The first time I remember feeling brokenhearted was when our family dog, Jamie, was accidentally killed by a car. The hurt was like nothing I had ever experienced before.
It was awful, yet after a while, my heart seemed to heal.
A few years later, I came home from school and learned that a family friend, who I adored, had lost his life in a boating accident. It was shocking and once again, I felt my heart break in a million pieces.
And once again, the pain of his loss lessened, and my heart healed.
In my teens, I felt love for a boy, for the first time, who was in one of my classes. Sadly, for me, the feeling wasn’t mutual, and once again my heart was broken.
As life moved forward, heartbreak happened to me again with divorce, lost love and belonging.
It hurt. Yet, my heart healed, and life was good again.
. . .
When my husband died suddenly, the pain and heartbreak was devastating. It was the worst, most intense pain I had ever felt.
We were neighbors, schoolmates and friends from kindergarten through 12th grade. Although we took different paths after high school, we were lucky enough to reconnect later in life.
Our friendship, from years past, grew from a comfortable connection into a passionate, powerful real-life love with trust, respect, kindness and affection wrapped around it like a big, warm hug.
Life together was beautiful — better than either of us dreamed possible — until death claimed him.
I was inconsolable. I loved him so much. How could I possibly survive another heartbreak?
Though my heart was shattered, a surprising and unexpected emotion began to run through me. It was gratitude. Gratitude for being with him as he took his last breath. Gratitude for the friendship, life and love we shared. Gratitude that we got the opportunity for a second chance.
Since his death, grief has been my constant, not so welcome companion. Alongside that grief, though, is deep gratitude.
. . .
It hurts like hell to lose someone you love… yet we dared to love again, and it was so worth it.
Anytime you love, you risk heartbreak. Yet, despite the hopelessness of it, you can recover, and often, out of your anguish, a better version of you emerges.

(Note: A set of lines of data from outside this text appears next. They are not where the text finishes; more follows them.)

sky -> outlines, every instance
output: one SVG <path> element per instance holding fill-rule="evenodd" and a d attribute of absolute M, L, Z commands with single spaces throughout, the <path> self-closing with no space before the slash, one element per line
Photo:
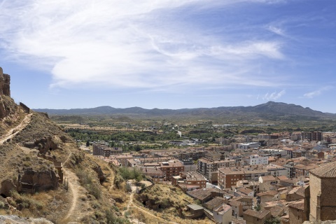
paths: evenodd
<path fill-rule="evenodd" d="M 0 66 L 33 108 L 274 101 L 335 113 L 335 0 L 0 0 Z"/>

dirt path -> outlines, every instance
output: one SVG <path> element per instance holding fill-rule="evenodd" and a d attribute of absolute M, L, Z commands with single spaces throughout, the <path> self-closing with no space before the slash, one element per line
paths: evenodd
<path fill-rule="evenodd" d="M 108 171 L 110 172 L 110 176 L 108 176 L 108 178 L 110 180 L 111 187 L 108 190 L 111 190 L 114 186 L 114 172 L 109 167 L 108 164 L 107 164 L 107 169 L 108 169 Z"/>
<path fill-rule="evenodd" d="M 78 184 L 78 178 L 76 174 L 71 171 L 68 170 L 66 168 L 64 168 L 64 177 L 69 181 L 68 189 L 70 190 L 72 195 L 71 205 L 69 209 L 68 213 L 64 216 L 62 220 L 62 223 L 66 223 L 69 221 L 69 218 L 71 216 L 74 214 L 75 209 L 77 205 L 77 201 L 78 199 L 78 192 L 79 192 L 79 184 Z M 67 183 L 66 183 L 67 184 Z M 76 217 L 76 216 L 73 216 Z"/>
<path fill-rule="evenodd" d="M 24 127 L 26 127 L 26 126 L 28 125 L 28 124 L 30 122 L 32 115 L 32 113 L 26 115 L 26 116 L 24 117 L 24 118 L 23 118 L 22 121 L 20 123 L 20 125 L 11 128 L 8 132 L 7 132 L 5 135 L 1 136 L 1 137 L 0 138 L 0 144 L 4 144 L 4 142 L 7 141 L 8 139 L 13 138 Z"/>

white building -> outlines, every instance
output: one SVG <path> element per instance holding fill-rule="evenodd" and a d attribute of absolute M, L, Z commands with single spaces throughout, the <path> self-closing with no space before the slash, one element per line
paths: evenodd
<path fill-rule="evenodd" d="M 268 156 L 260 156 L 258 154 L 251 155 L 248 164 L 250 165 L 267 164 Z"/>
<path fill-rule="evenodd" d="M 270 154 L 272 156 L 280 156 L 281 158 L 287 156 L 287 151 L 282 149 L 265 148 L 260 149 L 259 152 L 262 154 Z"/>
<path fill-rule="evenodd" d="M 288 170 L 286 167 L 270 164 L 266 167 L 268 174 L 273 176 L 288 176 Z"/>
<path fill-rule="evenodd" d="M 240 149 L 258 148 L 259 146 L 260 145 L 258 142 L 242 143 L 238 144 L 238 148 Z"/>
<path fill-rule="evenodd" d="M 232 221 L 232 209 L 226 204 L 223 204 L 213 211 L 214 219 L 216 223 L 229 224 Z"/>

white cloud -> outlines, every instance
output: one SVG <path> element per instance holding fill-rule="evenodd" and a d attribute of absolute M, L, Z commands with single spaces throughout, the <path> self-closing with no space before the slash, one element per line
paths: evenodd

The experience of heartbreak many times over has reshaped my life in unimaginable ways. I‘ve gained an appreciably new respect for life, valuable insight and perspective about loss and heartbreak.
My hope for you is that when heartbreak happens because you’ve lost something you value or someone you love, as you surely will, remember that you are a brave human being because you dared open your heart to love.
Please also remember that you have the power within to heal.
Do not become solitary and close yourself off from others. Rather, become the one whom others can look to and depend on.